Program visioner ini menyerap semua usaha yang ada dan mencari teknologi baru. Itu berhasil dalam arti bahwa mereka mempertahankan sejumlah proyek penting yang ditransfer ke bisnis inti.
Faktanya, banyak peluang yang diidentifikasi NVO terlalu dini. Misalnya, NVO dengan tepat mengidentifikasi “internet of things” dan menemukan peluang dalam manajemen kesehatan multimedia, area bisnis yang saat ini tumbuh pesat.

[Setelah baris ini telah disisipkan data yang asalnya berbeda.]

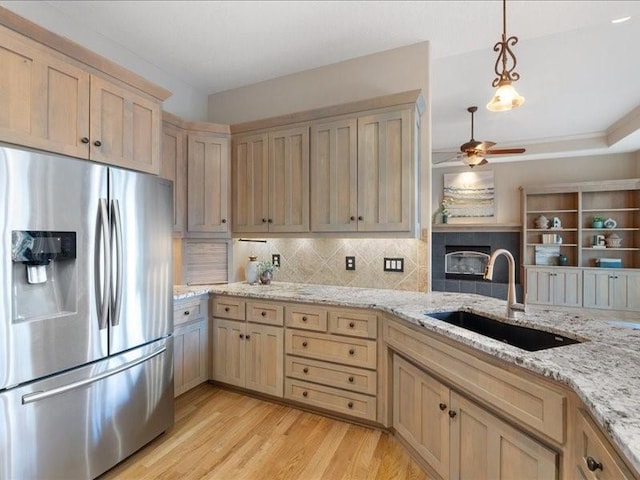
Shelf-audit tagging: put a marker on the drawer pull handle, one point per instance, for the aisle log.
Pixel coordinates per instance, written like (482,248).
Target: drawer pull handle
(593,464)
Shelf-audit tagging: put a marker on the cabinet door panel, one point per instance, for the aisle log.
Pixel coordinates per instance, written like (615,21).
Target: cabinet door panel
(384,171)
(207,184)
(174,168)
(126,126)
(485,447)
(334,174)
(265,359)
(228,352)
(289,180)
(250,183)
(44,101)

Namun, pada akhirnya semua gagal karena kontradiksi yang melekat antara ide jangka panjang dan target kinerja jangka pendek.
Mengatur Ulang Kesuksesan
Meskipun perusahaan sedang sukses, harga saham tinggi dan pelanggan di seluruh dunia puas dan setia, CEO Nokia Jorma Ollila makin khawatir bahwa pertumbuhan yang cepat telah menyebabkan hilangnya kelincahan dan kewirausahaan.

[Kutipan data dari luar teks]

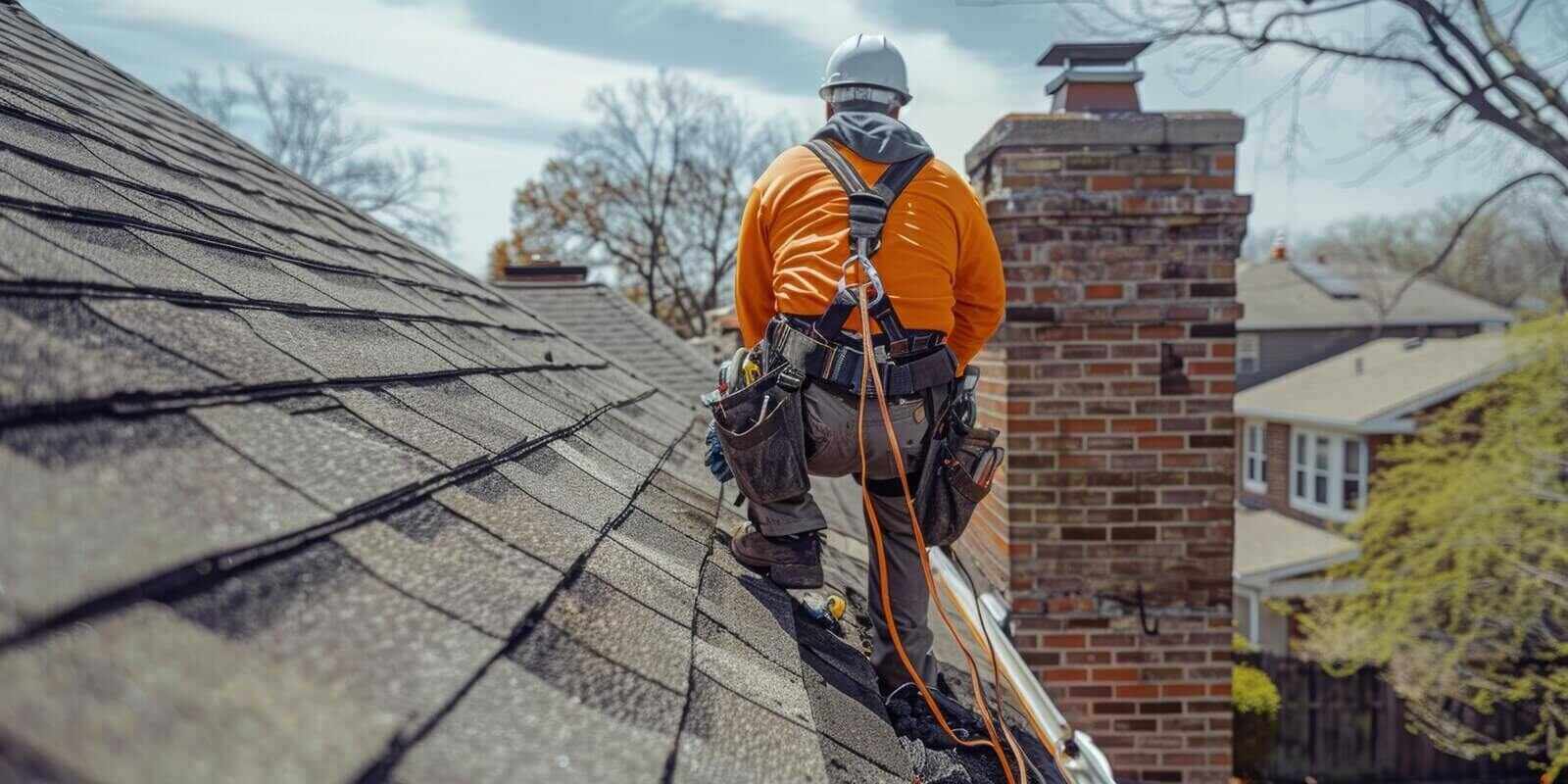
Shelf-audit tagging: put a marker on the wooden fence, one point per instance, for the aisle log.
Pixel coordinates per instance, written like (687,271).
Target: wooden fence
(1352,731)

Antara 2001 dan 2005, sejumlah keputusan dibuat untuk mencoba menyalakan kembali dorongan dan energi Nokia sebelumnya.
Namun alih-alih menghidupkan kembali Nokia, mereka justru memulai awal penurunan.
Kunci di antara keputusan ini adalah realokasi peran kepemimpinan yang penting dan reorganisasi tahun 2004 yang dilaksanakan dengan buruk ke dalam struktur.

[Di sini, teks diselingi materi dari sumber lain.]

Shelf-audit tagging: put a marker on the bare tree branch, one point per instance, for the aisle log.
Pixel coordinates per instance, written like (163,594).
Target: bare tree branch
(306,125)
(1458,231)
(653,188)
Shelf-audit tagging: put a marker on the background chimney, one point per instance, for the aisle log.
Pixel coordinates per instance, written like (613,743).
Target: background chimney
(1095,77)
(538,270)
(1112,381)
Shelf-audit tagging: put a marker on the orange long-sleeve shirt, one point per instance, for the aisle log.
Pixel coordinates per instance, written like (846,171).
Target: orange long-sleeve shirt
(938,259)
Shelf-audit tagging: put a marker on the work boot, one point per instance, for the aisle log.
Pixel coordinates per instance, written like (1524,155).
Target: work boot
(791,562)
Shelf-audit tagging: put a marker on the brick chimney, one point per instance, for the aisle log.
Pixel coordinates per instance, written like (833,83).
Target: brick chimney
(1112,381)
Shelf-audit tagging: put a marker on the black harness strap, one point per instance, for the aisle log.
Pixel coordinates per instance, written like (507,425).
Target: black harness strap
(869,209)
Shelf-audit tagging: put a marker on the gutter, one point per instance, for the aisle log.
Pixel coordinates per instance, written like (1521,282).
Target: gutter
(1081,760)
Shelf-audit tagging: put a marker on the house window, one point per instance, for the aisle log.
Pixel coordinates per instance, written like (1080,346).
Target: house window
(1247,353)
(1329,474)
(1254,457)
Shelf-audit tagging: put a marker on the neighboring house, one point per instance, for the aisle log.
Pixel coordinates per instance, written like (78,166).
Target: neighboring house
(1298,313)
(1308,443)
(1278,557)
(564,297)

Hal ini menyebabkan kepergian para staf penting dari tim eksekutif, yang menyebabkan kemunduran pemikiran strategis.
Pelajaran dari Nokia
Jatuhnya bisnis ponsel Nokia tidak dapat dijelaskan dengan satu jawaban sederhana.
Di dalamnya sungguh kompleks, termasuk keputusan manajemen, struktur organisasi yang tidak berfungsi, birokrasi yang berkembang, dan persaingan internal.
Semua hal tersebut berperan dalam mencegah Nokia mengenali peralihan dari persaingan berbasis produk ke persaingan berbasis platform.
Kisah ponsel Nokia mencontohkan sifat umum yang dilihat di perusahaan yang sudah sukses.
Kesuksesan melahirkan konservatisme dan keangkuhan yang, seiring waktu, menghasilkan penurunan proses strategi yang mengarah pada keputusan strategis yang buruk.
Dulu perusahaan sangat menerima ide dan eksperimen baru untuk memacu pertumbuhan. Namun, sukses membuat mereka menjadi penghindar risiko dan kurang inovatif.
Pertimbangan seperti itu akan sangat penting bagi perusahaan yang ingin tumbuh dan menghindari salah satu ancaman pengganggu terbesar bagi masa depan mereka – kesuksesan mereka sendiri.
Kabar Terbaru Nokia
Sejatinya, Nokia memang sudah lama tak menggenjot bisnis smartphone dan lebih fokus ke bisnis jaringan.
Dikutip dari Reuters, Nokia juga tengah mengeksplor beragam opsi untuk bisnis jaringannya.
Misalnya, melakukan divestasi atau menjual semua bisnis jaringan mobile yang bisa bernilai US$ 10 miliar.
Informasi ini mencuat setelah Nokia melaporkan profit operasional kuartal kedua (Q2) 2024 yang merosot 32% disebabkan lemahnya permintaan peralatan konektivitas 5G.
Pilihan lainnya adalah menggabungkan bisnis dengan pesaing. Salah satu yang tertarik dengan Nokia adalah Samsung.
Raksasa asal Korea Selatan tersebut menyatakan minat awal untuk mengakuisisi beberapa aset Nokia.
Laporan menyebutkan bahwa Samsung ingin mendapatkan skala dalam jaringan akses yang menghubungkan ponsel dengan infrastruktur telekomunikasi.
Pembicaraan antara kedua perusahaan masih dalam tahap awal, namun tidak ada jaminan kesepakatan bisnis akan terjadi antara Nokia dengan Samsung.
Reuters menuliskan bahwa Nokia tidak mengomentari rumor atau spekulasi pasar, namun perusahaan mengatakan komitmennya pada bisnis jaringan seluler.
“Jaringan seluler adalah aset yang sangat strategis bagi Nokia dan pelanggannya,” ucap Nokia.
Sebelumnya, perusahaan asal Finlandia tersebut dilaporkan bekerja sama dengan Axiom Space untuk menyematkan kemampuan 4G LTE pada pakaian antariksa generasi berikutnya. Pakaian tersebut rencananya bakal digunakan pada misi Artemis III NASA.